I believe that audio books can have considerable value. Listening to a recorded performance of a text one already knows can provide a new perspective and suggest emphases and nuances other than familiar ones. I have found also that recordings can be a useful tool in teaching: having students listen to a professional reading of a passage, following along in print, is a good entry to discussion. But although the teacher will select passages for discussion--I can't recommend spending eight to eleven hours of class time listening!--the recording should be unabridged. One doesn't have to be a purist to believe that the integrity of a classic text is a value to be preserved in teaching literature--and besides, it is almost impossible to follow a text where every few words, sentences, and paragraphs are missing. These reasons make the Naxos versions of Mark Twain's work unacceptable, professionally produced as they are. Nor are they to be recommended for listening in a more leisurely context, such as a drive to the beach: too much is missing of what makes these books what they are.

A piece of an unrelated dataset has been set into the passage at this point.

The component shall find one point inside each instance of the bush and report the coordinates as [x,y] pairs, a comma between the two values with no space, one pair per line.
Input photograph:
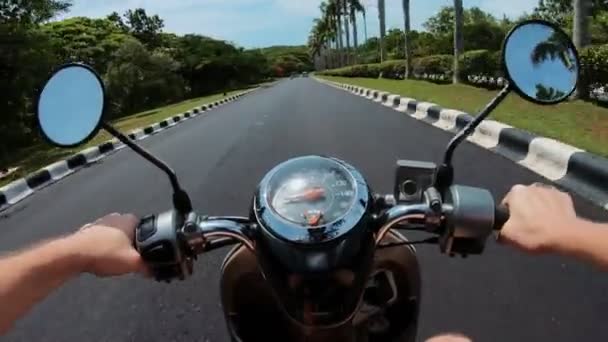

For readers of this review who are unfamiliar with audio books and would like to try one, I recommend an unabridged Huckleberry Finn read by Norman Dietz, available for around $20, including near the entrance at Barnes and Noble. It can also be downloaded--for free, as of this writing--in MP3 format, from recordedbooks.com. (I thank Kent Rasmussen for that information, as well as for helpful comments on this review. He adds a recommendation of Dietz's Roughing It.)